La denuncia fue radicada el 13 de agosto de 2026 por Luis Enrique Guzmán Chams, representante legal y accionista de GPS Construcciones del Caribe S.A.S., empresa que ejecutó el contrato cuestionado. El empresario presentó el documento con su huella y no solicitó reserva sobre su identidad ni sobre el contenido de la denuncia.
El caso se relaciona con un contrato por $1.658 millones para realizar una obra en la cárcel El Bosque de Barranquilla. Según la información divulgada por el periodista Melquisedec Torres, el negocio fue adjudicado directamente a GPS Construcciones durante una declaratoria de urgencia manifiesta en 2017.
El señalamiento del empresario
Guzmán Chams sostiene que habría entregado información a las autoridades colombianas sobre este contrato y otros negocios públicos adjudicados durante la administración de Char. Entre ellos aparece el denominado mega tanque, una obra cuyo valor superó los $36.000 millones.
El empresario ha señalado desde 2020 que, en relación con ese contrato, habría tenido que entregar $2.300 millones a Alejandro Char. Estos señalamientos hacen parte de un conjunto de denuncias que, según Guzmán Chams, ha presentado durante más de seis años ante la justicia colombiana.
El denunciante asegura que durante ese periodo ha ofrecido colaborar con las autoridades a cambio de mecanismos como un principio de oportunidad o un preacuerdo, pero afirma que estos no se han concretado. También sostiene que la Corte Suprema no habría iniciado una investigación sobre los hechos que ha puesto en conocimiento de las autoridades.
Además de Char, el empresario ha hecho referencias a otros contratos públicos y mencionado al exsenador Efraín Cepeda dentro de sus señalamientos.
La denuncia llegó al sistema financiero estadounidense
El documento presentado ante el FinCEN no se limita al supuesto pago irregular relacionado con la cárcel El Bosque. También plantea una posible operación de lavado de activos a través de Serfinanza, entidad financiera vinculada al grupo empresarial de Char y con conexiones con el sistema financiero estadounidense.

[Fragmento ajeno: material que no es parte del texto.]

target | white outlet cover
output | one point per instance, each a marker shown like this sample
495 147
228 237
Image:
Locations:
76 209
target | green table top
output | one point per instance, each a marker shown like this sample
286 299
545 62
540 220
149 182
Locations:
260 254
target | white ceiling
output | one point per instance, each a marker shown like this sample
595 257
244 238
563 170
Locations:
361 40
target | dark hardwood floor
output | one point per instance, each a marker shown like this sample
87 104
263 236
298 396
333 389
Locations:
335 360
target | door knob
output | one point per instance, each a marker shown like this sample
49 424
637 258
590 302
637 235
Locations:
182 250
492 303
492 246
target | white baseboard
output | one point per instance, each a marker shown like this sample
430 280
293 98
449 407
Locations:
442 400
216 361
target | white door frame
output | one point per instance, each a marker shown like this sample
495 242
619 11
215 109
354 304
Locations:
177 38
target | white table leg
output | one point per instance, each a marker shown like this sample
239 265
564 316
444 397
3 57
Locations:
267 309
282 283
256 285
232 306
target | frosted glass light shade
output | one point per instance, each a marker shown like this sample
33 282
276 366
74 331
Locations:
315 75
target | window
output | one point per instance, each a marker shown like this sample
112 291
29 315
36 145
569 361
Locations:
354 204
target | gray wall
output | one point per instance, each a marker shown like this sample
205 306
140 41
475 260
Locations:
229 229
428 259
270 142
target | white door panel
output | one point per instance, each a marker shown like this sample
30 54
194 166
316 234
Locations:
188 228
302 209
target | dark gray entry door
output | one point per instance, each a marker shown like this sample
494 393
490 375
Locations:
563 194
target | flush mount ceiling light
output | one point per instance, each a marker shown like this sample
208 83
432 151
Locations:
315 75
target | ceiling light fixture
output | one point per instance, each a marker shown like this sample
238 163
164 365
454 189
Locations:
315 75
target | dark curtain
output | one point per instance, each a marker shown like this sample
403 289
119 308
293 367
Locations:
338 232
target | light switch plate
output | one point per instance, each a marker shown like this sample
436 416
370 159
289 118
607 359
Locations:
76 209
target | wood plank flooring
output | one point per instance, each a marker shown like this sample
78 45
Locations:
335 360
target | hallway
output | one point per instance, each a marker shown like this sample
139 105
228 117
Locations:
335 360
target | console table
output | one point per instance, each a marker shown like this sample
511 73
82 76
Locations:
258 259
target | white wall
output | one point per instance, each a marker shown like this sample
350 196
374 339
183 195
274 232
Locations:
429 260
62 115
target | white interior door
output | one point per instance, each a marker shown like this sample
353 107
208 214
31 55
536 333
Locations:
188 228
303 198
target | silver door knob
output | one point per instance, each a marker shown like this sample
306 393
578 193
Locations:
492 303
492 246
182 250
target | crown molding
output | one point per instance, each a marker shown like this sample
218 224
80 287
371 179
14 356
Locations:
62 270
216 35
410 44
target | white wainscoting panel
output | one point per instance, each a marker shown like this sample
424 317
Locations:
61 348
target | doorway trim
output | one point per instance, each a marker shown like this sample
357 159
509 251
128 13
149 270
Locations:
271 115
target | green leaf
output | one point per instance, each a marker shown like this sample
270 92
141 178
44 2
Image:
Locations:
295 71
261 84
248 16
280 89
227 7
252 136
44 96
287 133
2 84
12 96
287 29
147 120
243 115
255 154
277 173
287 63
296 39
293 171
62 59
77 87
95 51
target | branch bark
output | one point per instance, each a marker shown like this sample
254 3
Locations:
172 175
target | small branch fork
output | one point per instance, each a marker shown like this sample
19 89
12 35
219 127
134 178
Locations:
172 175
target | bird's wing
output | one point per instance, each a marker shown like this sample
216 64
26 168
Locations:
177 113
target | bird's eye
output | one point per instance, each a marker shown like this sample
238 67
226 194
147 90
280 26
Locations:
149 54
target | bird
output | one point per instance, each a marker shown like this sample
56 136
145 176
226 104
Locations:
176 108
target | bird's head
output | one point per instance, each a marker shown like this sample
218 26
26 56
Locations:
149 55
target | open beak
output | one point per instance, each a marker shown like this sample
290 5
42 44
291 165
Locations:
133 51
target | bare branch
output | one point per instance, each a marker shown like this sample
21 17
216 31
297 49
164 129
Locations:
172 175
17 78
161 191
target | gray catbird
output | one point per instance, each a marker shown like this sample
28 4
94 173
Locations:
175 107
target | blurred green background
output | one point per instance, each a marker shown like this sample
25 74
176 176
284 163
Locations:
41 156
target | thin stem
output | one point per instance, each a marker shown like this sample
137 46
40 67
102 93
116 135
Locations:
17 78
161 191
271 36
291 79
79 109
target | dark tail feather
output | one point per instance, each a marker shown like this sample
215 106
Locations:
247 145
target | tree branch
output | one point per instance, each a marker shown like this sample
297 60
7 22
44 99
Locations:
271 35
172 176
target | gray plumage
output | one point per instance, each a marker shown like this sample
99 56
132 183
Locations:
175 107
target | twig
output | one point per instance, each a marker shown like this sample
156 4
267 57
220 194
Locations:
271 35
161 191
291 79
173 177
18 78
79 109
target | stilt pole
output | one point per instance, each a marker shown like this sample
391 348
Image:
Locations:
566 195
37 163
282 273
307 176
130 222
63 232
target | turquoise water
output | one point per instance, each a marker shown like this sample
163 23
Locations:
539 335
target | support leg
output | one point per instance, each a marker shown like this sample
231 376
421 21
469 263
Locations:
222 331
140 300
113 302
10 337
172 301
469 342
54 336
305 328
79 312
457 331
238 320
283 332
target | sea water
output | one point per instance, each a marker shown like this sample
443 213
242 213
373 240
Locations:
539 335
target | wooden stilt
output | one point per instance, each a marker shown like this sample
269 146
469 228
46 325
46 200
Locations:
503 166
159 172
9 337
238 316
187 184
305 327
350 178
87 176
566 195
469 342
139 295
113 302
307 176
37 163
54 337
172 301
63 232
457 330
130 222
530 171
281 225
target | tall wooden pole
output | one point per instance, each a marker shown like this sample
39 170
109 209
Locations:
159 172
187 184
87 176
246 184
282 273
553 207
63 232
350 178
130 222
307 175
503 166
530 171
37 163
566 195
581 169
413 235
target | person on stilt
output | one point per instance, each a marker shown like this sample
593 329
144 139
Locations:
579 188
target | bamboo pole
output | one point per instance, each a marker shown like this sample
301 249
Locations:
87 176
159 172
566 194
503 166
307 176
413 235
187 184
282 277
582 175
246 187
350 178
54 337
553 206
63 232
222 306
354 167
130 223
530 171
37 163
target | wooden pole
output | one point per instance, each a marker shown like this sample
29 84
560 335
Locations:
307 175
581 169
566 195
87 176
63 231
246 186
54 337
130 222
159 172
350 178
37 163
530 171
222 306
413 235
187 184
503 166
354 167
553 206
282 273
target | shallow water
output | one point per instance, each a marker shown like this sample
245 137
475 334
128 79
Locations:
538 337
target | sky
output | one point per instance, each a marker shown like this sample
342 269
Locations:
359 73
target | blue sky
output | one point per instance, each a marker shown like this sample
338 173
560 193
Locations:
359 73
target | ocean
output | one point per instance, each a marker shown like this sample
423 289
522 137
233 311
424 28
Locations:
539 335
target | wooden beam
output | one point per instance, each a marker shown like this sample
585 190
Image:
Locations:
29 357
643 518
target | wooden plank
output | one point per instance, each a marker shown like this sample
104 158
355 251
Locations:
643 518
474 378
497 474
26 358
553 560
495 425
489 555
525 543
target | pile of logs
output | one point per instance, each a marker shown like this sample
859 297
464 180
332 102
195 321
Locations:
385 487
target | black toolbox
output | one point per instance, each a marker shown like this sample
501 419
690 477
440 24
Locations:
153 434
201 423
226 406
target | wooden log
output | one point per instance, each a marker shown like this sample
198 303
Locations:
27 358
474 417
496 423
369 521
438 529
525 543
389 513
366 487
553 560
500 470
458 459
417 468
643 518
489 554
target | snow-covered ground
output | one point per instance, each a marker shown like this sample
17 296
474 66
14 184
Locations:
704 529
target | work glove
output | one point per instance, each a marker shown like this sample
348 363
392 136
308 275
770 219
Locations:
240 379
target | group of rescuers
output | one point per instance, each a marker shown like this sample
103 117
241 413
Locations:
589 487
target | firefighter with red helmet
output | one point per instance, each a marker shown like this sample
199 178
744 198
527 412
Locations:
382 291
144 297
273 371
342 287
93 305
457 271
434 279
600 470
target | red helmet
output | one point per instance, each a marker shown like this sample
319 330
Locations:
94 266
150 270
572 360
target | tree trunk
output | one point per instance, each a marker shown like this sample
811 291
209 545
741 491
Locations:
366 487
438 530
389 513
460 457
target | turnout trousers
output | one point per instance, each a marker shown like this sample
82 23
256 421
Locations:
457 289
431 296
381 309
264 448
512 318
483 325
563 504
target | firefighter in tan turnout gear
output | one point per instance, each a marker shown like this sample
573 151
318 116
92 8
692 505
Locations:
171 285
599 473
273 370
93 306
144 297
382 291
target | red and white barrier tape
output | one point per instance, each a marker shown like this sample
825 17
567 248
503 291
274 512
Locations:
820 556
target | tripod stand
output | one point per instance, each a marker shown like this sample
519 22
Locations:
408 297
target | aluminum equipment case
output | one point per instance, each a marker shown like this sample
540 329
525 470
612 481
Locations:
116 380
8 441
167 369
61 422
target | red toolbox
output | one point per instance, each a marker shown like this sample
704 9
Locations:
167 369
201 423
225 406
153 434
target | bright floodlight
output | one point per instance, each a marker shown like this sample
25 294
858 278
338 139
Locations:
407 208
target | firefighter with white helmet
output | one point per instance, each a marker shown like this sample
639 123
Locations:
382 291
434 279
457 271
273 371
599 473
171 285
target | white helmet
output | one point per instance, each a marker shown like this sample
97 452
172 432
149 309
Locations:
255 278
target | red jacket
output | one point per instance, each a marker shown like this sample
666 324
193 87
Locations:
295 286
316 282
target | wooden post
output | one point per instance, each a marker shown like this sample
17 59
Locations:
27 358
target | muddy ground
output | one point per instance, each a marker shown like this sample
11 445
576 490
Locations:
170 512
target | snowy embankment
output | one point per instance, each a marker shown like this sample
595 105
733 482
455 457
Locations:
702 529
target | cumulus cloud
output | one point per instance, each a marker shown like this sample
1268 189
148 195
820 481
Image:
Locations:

El FinCEN es una oficina del Departamento del Tesoro encargada de combatir el lavado de activos, la financiación del terrorismo y otros delitos financieros. Entre sus funciones está recibir y analizar reportes sobre operaciones sospechosas y, cuando corresponde, compartir información con autoridades judiciales y organismos encargados de investigar delitos financieros.
La presentación de Guzmán Chams introduce así una dimensión internacional a un caso que ya había sido llevado ante autoridades colombianas. La denuncia busca poner bajo análisis posibles operaciones que, según el empresario, podrían haber utilizado mecanismos relacionados con el sistema financiero estadounidense.
Un caso aún por esclarecer
Guzmán Chams fue candidato a la Alcaldía de Barranquilla en 2023 por el partido Verde Oxígeno y obtuvo alrededor de 8.200 votos, frente a los más de 415.000 conseguidos por Char.
Los señalamientos contenidos en la denuncia corresponden a acusaciones formuladas por el empresario y no constituyen por sí mismos una determinación de responsabilidad penal. Será competencia de las autoridades establecer la existencia de los hechos denunciados, determinar si hubo conductas ilícitas y establecer eventuales responsabilidades.
El desarrollo del caso dependerá ahora de las actuaciones que adelanten las autoridades estadounidenses y colombianas, así como de la eventual cooperación entre ambos países para verificar la información relacionada con los presuntos pagos y movimientos financieros.